Various political parties, while able to join the GNU, have shown differing responses. Some initially stated that they would not join, while others are awaiting the details of the agreement. 

While the approach has generally been seen as sensible, market concerns linger on the length of the process, and the commentary coming out from various parties has also had some market impact.

This has added to the elevation of political risk and, therefore, rand weakness.

Investec chief economist Annabel Bishop said that just ten days after South Africa’s national election, the rand has run up back to R19.00/USD.

President Ramaphosa has expressed the need “for multiparty cooperation and multi-stakeholder collaboration if we are to overcome the severe challenges that confront our country” in a GNU. 

“The purpose of the government of national unity must be first and foremost to tackle the pressing issues that South Africans want to be addressed,” he said.

Bishop said markets are seeking political stability in the country’s governance and policies, including the need for fiscal consolidation, independence of the Reserve Bank and the judiciary, free markets, and protection of property rights.  

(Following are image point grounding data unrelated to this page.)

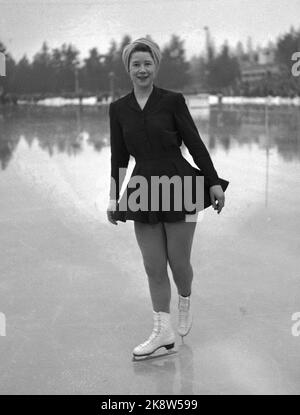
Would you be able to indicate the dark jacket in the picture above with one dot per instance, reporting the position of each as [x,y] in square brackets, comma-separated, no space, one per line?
[162,125]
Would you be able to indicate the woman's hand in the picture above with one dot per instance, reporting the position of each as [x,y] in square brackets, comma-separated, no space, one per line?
[217,194]
[110,211]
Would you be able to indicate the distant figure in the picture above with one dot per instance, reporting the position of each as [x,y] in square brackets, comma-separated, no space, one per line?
[149,123]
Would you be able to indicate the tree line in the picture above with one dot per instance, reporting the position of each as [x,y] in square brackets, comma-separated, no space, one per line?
[60,71]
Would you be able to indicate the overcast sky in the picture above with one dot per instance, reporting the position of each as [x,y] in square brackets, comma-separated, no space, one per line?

“While the election process itself has been declared free and fair, there has some complaints from smaller parties, with court action beginning, while the risk of severe civil unrest in KZN again is a concern,” Bishop said.

Other factors 

South Africa’s benchmark bond has also seen some weakness in its yield post-election. The markets are concerned that a left-leaning coalition could increase borrowing and deficits, which has also added to rand weakness.

The rand saw some comparative, mild strength at the end of last week as the US saw stronger than anticipated non-farm payroll figures, allaying some fears of a weakening US economy and pushing up the US GDP Q2 2024 growth expectations. 

However, the US unemployment rate ticked up to 4.0% y/y, from 3.9% y/y also for May, which was seen as indicating that the labour market was not overheating in the US. The data, in combination, were instead supportive of a soft landing.

The key event in the US this week will be the Federal Open Market Committee meeting on Wednesday. 

The Fed is expected to keep its interest rate unchanged, but Bishop said the markets will focus on the accompanying statements to judge if a softening in tone has occurred. 

Expectations on the US interest rate cutting cycle have slowed down, with less than a 100% certainty in markets seen for a cut at the January meeting next year, as the US rate cut cycle is both delayed and weakened, adding to rand depreciation. 

“The rand will remain beholden to both global and domestic events, with parliament due to see its first sitting of the new dispensation just after the middle of the month, and President Ramaphosa expected to be voted in again as President,” Bishop said.